Konkrete Auswirkungen für den Bezirk Hollabrunn

  • Geringere Personalkosten: Mehr Spielraum für Löhne, Neueinstellungen und Lehrlingsförderung.
  • Investitionspotenzial: Zusätzliche Mittel können in Betriebserweiterungen oder Digitalisierung fließen.
  • Planungssicherheit: Unternehmen können mittel- bis langfristige Projekte zuverlässiger planen.

Für Handwerksbetriebe, Handel und dienstleistende KMU im Bezirk sind diese Effekte unmittelbar spürbar, weil Lohnnebenkosten einen relevanten Anteil an den Gesamtkosten darstellen. Besonders für Betriebe mit mehreren Beschäftigten kann eine prozentuale Reduktion die jährliche Personal-Belastung merklich senken.

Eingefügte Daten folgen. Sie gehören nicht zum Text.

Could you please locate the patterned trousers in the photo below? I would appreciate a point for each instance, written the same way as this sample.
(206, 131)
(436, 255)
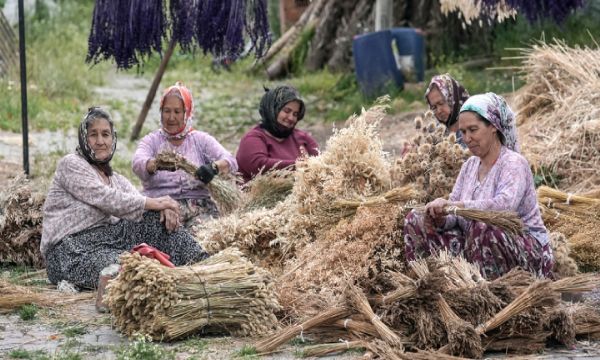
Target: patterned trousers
(488, 247)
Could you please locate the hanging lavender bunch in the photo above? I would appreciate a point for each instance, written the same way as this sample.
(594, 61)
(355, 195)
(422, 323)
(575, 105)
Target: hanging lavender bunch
(184, 14)
(126, 30)
(257, 27)
(535, 10)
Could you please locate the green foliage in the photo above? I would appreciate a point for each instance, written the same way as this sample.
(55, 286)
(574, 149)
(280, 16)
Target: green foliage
(28, 312)
(143, 349)
(29, 355)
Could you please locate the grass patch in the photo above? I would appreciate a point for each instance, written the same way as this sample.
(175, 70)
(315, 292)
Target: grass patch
(143, 349)
(28, 312)
(247, 352)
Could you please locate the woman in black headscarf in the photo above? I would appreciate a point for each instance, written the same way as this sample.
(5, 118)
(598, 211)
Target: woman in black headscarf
(275, 143)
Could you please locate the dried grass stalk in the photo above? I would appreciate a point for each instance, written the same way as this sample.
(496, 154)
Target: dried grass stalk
(267, 189)
(361, 304)
(224, 291)
(274, 341)
(225, 193)
(538, 293)
(328, 349)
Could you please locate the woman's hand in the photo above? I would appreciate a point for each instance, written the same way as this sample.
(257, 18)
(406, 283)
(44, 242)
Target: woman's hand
(151, 166)
(170, 218)
(435, 210)
(162, 203)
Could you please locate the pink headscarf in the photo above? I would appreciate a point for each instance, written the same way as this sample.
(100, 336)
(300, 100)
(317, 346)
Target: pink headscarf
(183, 93)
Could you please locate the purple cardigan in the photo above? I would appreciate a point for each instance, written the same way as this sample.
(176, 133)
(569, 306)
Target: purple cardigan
(198, 148)
(258, 151)
(508, 186)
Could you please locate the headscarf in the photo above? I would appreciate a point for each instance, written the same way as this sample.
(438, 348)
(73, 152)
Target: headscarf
(453, 92)
(84, 148)
(494, 109)
(271, 104)
(180, 91)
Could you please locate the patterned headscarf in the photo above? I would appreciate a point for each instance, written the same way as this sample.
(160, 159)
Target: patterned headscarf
(271, 104)
(184, 94)
(453, 92)
(494, 109)
(84, 148)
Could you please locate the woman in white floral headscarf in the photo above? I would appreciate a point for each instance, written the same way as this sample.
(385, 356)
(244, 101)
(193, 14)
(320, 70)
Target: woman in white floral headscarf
(497, 177)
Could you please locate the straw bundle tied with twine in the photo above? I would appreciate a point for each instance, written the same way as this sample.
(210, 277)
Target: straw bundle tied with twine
(21, 223)
(508, 221)
(558, 109)
(225, 193)
(224, 292)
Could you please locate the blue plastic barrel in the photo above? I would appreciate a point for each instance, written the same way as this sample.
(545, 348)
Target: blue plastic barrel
(411, 49)
(374, 63)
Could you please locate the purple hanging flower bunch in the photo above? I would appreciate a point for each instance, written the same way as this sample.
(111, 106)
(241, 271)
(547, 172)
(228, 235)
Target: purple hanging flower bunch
(535, 10)
(128, 30)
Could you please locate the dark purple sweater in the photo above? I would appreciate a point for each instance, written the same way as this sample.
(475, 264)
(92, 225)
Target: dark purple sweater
(258, 151)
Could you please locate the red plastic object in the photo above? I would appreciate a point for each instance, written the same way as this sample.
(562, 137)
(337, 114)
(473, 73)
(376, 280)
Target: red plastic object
(153, 253)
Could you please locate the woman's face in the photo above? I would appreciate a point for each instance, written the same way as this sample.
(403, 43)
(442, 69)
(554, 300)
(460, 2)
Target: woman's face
(478, 135)
(173, 114)
(288, 115)
(100, 138)
(438, 104)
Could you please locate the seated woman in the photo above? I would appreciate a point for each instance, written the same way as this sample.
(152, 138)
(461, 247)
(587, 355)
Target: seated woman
(445, 96)
(92, 214)
(497, 177)
(275, 143)
(199, 148)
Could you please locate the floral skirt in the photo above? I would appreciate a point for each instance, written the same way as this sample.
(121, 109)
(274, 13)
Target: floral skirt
(486, 246)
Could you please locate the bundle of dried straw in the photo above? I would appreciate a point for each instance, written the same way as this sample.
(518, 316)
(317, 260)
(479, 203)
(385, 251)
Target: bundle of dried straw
(224, 292)
(225, 193)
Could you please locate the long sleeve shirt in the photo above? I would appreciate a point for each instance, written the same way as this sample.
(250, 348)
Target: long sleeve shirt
(507, 186)
(259, 151)
(79, 199)
(197, 147)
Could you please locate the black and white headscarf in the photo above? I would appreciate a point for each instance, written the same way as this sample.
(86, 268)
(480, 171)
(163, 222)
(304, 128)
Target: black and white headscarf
(84, 148)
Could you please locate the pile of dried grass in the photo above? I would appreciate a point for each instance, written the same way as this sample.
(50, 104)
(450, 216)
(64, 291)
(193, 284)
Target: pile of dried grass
(268, 189)
(224, 292)
(432, 163)
(14, 296)
(558, 110)
(21, 223)
(224, 191)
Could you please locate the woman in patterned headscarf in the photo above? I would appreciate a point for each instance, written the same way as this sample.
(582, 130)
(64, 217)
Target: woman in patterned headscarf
(177, 134)
(445, 96)
(92, 214)
(275, 143)
(497, 177)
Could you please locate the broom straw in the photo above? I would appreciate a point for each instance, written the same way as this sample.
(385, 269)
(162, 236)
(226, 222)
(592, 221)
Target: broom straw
(226, 195)
(360, 302)
(326, 349)
(274, 341)
(536, 293)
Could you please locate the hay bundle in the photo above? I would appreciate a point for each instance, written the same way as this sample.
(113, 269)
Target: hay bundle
(268, 189)
(432, 163)
(564, 265)
(224, 291)
(353, 166)
(21, 223)
(223, 191)
(558, 109)
(354, 246)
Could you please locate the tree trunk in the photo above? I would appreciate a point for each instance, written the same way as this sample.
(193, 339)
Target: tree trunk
(324, 39)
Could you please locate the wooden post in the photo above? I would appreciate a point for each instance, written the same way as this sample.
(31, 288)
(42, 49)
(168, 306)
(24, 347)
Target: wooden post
(152, 92)
(384, 12)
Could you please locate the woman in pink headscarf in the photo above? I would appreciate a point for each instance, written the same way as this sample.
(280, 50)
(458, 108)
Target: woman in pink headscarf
(199, 148)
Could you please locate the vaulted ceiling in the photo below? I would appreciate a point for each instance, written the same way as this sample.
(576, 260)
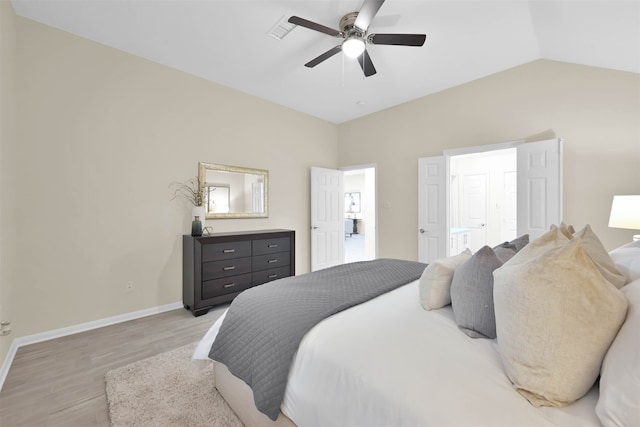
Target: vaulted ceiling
(228, 42)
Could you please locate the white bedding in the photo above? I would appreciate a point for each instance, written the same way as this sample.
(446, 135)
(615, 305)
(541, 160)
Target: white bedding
(388, 362)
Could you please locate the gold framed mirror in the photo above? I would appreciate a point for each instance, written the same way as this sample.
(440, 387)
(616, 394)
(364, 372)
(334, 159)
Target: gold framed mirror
(234, 192)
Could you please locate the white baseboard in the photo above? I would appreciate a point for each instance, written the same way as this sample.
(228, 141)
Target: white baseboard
(82, 327)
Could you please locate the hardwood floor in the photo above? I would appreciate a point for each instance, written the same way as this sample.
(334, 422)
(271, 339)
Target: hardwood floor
(60, 382)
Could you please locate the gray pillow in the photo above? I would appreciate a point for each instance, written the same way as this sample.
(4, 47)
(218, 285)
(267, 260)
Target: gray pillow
(472, 294)
(505, 251)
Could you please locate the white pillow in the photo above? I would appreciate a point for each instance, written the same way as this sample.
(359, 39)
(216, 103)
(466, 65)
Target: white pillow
(552, 239)
(619, 401)
(627, 259)
(600, 257)
(435, 282)
(556, 316)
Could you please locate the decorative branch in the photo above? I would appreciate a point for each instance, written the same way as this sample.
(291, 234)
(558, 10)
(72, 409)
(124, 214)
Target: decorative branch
(190, 190)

Was Unternehmerinnen und Unternehmer jetzt wissen sollten

Bis zum Wirksamwerden der Änderung 2028 sind unternehmerische Entscheidungen weiter unter den aktuellen Kostenstrukturen zu treffen. Folgende Punkte sind für Betriebsleitungen im Bezirk relevant:

  • Budgetplanung für die Jahre bis 2027 orientiert sich an den bestehenden Lohnnebenkosten.
  • Ab 2028 muss die Buchhaltung die geänderten Sätze berücksichtigen; Steuer- und Lohnverrechnungsberater sollten frühzeitig eingebunden werden.
  • Geplante Neueinstellungen oder Lehrlingsaufnahmen können unter Berücksichtigung der künftigen Entlastung neu bewertet werden.
Jahr Maßnahme
2028 Reduktion der Lohnnebenkosten um 1 Prozentpunkt

Die nun gesetzlich verankerte Senkung ist das Ergebnis längerfristiger politischer und wirtschaftlicher Forderungen. Ob die freigesetzten Mittel tatsächlich zu zusätzlichen Arbeitsplätzen oder verstärkten Investitionen im Bezirk Hollabrunn führen, hängt von betrieblichen Entscheidungen und der gesamtwirtschaftlichen Lage ab. Für lokale Unternehmerinnen und Unternehmer bietet die Maßnahme jedoch einen klaren Vorteil: mehr finanziellen Spielraum beim wichtigsten Kostenfaktor — der Arbeit.